Each waveform subplot is drawn in two layers:

  1. Speaker segments — drawn in colour for each active turn window. Clicking a legend item (User or Assistant) hides all traces for that speaker.
  2. Pause bands — semi-transparent gray rectangles over speaker-transition gaps, linked to the Pause legend item so they can be toggled on/off.

Colour Coding

Colour Meaning
Blue User speaker turn
Orange-red Assistant speaker turn
Gray shaded band Pause — speaker-transition gap (user→assistant or assistant→user)

Colours are chosen for visibility in both Streamlit light and dark mode.

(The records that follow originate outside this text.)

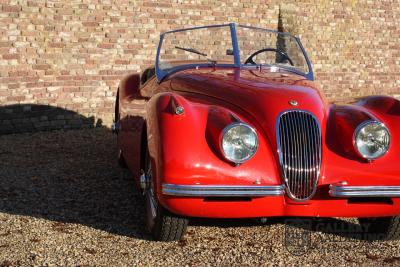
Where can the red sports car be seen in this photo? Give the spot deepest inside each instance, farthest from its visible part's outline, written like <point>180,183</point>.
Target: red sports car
<point>236,128</point>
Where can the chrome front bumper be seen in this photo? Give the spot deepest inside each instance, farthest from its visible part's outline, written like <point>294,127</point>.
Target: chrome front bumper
<point>363,191</point>
<point>222,190</point>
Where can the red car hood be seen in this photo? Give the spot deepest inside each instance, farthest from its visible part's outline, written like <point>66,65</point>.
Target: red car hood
<point>261,94</point>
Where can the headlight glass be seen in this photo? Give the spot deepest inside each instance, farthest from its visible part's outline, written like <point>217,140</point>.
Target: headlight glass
<point>372,139</point>
<point>239,142</point>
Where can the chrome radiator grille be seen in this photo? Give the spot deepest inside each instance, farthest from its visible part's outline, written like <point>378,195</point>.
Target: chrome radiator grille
<point>299,148</point>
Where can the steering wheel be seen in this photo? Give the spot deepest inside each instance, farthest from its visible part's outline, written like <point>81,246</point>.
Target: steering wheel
<point>283,55</point>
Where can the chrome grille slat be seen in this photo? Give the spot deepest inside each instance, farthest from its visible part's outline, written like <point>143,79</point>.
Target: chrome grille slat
<point>299,148</point>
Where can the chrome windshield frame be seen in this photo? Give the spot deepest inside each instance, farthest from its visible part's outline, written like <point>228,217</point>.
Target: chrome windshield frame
<point>163,73</point>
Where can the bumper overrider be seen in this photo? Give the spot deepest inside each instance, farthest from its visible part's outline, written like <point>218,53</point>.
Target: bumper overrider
<point>336,190</point>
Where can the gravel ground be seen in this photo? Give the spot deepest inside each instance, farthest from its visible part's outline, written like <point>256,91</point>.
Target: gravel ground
<point>64,201</point>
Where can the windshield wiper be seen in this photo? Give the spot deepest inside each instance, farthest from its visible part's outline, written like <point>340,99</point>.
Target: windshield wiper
<point>192,50</point>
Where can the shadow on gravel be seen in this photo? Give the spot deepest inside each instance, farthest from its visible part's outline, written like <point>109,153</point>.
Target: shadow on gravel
<point>65,176</point>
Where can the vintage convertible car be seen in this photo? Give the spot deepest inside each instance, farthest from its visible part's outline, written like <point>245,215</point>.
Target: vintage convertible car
<point>236,128</point>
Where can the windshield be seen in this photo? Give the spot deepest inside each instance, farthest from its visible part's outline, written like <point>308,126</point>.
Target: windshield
<point>230,45</point>
<point>199,45</point>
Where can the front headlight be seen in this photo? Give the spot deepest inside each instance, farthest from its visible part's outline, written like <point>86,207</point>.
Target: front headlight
<point>239,142</point>
<point>372,139</point>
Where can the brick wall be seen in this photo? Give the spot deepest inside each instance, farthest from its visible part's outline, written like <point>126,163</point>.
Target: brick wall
<point>72,54</point>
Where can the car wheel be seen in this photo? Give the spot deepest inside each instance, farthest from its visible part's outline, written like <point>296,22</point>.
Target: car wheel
<point>162,224</point>
<point>384,228</point>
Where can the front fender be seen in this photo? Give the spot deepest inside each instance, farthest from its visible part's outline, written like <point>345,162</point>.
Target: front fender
<point>184,150</point>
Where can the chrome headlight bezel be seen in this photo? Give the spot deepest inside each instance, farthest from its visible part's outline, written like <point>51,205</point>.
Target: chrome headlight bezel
<point>226,130</point>
<point>360,128</point>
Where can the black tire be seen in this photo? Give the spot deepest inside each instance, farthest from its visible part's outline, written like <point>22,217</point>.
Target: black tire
<point>381,228</point>
<point>162,224</point>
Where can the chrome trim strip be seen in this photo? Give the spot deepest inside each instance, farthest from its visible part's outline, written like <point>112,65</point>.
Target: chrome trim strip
<point>364,191</point>
<point>222,190</point>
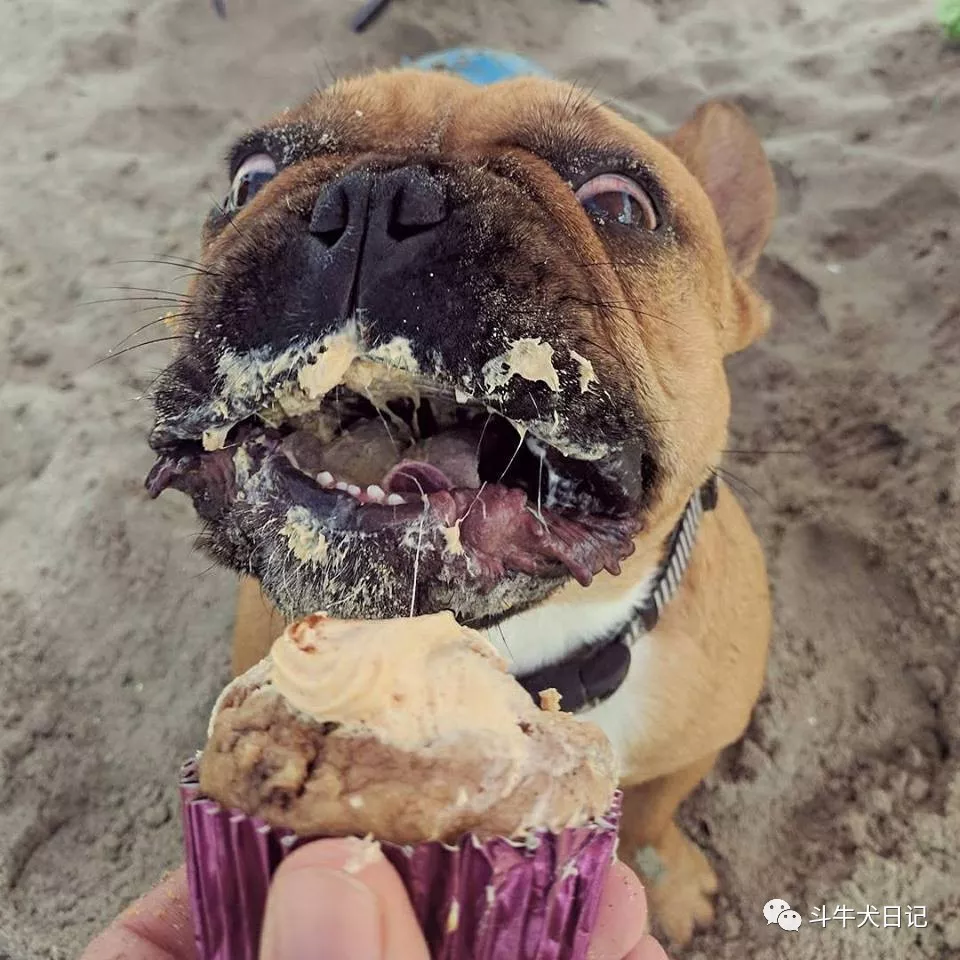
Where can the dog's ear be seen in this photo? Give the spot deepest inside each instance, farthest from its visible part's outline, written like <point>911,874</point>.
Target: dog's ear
<point>722,150</point>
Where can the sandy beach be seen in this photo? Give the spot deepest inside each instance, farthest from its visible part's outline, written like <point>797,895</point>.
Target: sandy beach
<point>114,630</point>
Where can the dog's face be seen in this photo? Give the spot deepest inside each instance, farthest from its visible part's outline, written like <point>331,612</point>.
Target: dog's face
<point>453,345</point>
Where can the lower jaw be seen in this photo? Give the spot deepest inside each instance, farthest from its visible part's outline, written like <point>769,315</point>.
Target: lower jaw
<point>488,542</point>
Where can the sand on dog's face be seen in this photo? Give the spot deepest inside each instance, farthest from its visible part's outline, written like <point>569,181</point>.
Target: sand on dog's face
<point>845,790</point>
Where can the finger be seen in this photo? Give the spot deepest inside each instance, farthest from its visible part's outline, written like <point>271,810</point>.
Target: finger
<point>156,927</point>
<point>622,919</point>
<point>647,949</point>
<point>340,898</point>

Clicking a legend item (User, Assistant, Pause) toggles that category across all subplots simultaneously.

Hover Tooltips

Hovering over any waveform sample or timeline bar shows:

  • Turn ID, speaker, start/end time, and duration
  • Transcript text (heard and intended where available)
  • Response latency in ms for user turns (time from user's last segment end to assistant's first segment start)

Hovering over a pause band shows the pause duration and the from/to speakers.

Pause Definition

Pauses are computed consistently with turn_taking.py:

  • Only speaker-transition gaps count as pauses: a gap between a user segment end and the next assistant segment start, or vice versa.
  • Same-speaker consecutive segments (e.g. two user audio sessions back to back) are not marked as pauses.
  • Formula: pause_duration = next_speaker.segments[0].start − current_speaker.segments[-1].end
  • Only gaps > 1 ms are shown.

Turn Data Source

Turn timestamps, transcripts, and response latencies are loaded in priority order:

  1. metrics.json context (primary) — uses the same MetricContext fields (audio_timestamps_user_turns, audio_timestamps_assistant_turns, transcribed_*_turns) that turn_taking.py operates on. Latency is computed as asst.segments[0].start − user.segments[-1].end per matching turn ID.
  2. elevenlabs_events.jsonl (fallback) — used when metrics.json is absent or contains no timestamp data. One entry per completed audio_start/audio_end session; latency computed by temporal proximity.

Spectrogram Details

Spectrograms are computed at a 4 kHz intermediate sample rate (via librosa.resample) to preserve speech content up to 2 kHz (Nyquist) while keeping heatmap size bounded (~60–250 K cells for typical 5–90 s recordings). The time axis starts at t = 0 to align with the waveform.